Елизавета бессчетно благодарила бога, узнав, что ее сестра жива и невредима, но тут пришли крестьяне, принесли обезглавленное тело Татьяны и уложили рядом с мертвым Вайдою и старым князем Измайловым, который тихо и неприметно оставил сей мир, обессиленный потерей крови, лютой болью и непосильным уже бременем вернувшегося счастья… И долго еще в этот день чередовались радость и горе, лились попеременно слезы счастья и слезы печали, и слишком многое было впопыхах забыто – чтобы потом, гораздо позже, напомнить о себе новой болью и новыми ранами.
4. Приемыш
Все усадьбы, где проходили пугачевцы, были истреблены с корнем или так залиты кровью, что невозможно было жить там, не тревожась бесчисленными призраками погубленных, замученных.

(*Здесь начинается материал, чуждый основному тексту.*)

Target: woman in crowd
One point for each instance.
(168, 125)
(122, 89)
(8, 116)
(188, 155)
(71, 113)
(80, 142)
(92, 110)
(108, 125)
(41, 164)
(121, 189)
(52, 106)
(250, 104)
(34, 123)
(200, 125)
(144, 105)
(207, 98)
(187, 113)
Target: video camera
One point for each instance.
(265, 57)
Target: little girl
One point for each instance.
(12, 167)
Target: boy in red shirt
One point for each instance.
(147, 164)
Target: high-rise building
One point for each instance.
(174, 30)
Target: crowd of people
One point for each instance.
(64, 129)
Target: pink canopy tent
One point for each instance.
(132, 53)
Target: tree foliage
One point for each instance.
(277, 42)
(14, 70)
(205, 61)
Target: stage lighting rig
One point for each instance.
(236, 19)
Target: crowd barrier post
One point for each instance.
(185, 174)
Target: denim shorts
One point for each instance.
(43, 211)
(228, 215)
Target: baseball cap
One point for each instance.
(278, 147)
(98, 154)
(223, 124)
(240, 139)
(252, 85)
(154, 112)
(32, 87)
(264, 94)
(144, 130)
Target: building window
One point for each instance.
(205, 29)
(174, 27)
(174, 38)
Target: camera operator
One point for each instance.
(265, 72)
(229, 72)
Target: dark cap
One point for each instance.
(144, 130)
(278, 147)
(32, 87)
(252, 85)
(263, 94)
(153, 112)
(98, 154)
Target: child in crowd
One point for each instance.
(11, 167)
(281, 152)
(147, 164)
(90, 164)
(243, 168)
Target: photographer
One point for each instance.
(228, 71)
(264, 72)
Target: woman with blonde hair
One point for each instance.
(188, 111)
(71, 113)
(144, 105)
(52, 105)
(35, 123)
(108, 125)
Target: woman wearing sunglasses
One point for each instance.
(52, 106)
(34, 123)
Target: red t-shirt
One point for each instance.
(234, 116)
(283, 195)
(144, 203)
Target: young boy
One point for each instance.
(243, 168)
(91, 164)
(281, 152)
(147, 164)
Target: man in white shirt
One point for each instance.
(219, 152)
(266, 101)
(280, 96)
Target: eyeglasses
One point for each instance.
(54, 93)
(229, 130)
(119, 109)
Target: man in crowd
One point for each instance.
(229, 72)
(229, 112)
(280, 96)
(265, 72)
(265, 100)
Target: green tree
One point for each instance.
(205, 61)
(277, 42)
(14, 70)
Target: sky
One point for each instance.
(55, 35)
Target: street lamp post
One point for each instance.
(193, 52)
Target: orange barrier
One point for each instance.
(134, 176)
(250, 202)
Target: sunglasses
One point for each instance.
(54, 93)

Не составляло исключения и Ново-Измайлово. Спровадили неприятеля, схоронили погибших (они все так и легли рядышком на новом кладбище близ часовни в парке имения – князь Михайла Иваныч и цыгане Вайда с Татьяною). Князь Алексей, поселив в усадьбе управляющего-немца – умелого, бесстрашного и бессердечного, – дал ему полную волю во всех мерах, которые тот счел бы нужным применить для восстановления барского дома и всего разоренного хозяйства; потом отправил Лисоньку с мужем и малым сыном в Рязановку, а свою семью увез в Любавино, надеясь, что время когда-нибудь развеет воспоминания о кровавой резне в Ново-Измайловском имении.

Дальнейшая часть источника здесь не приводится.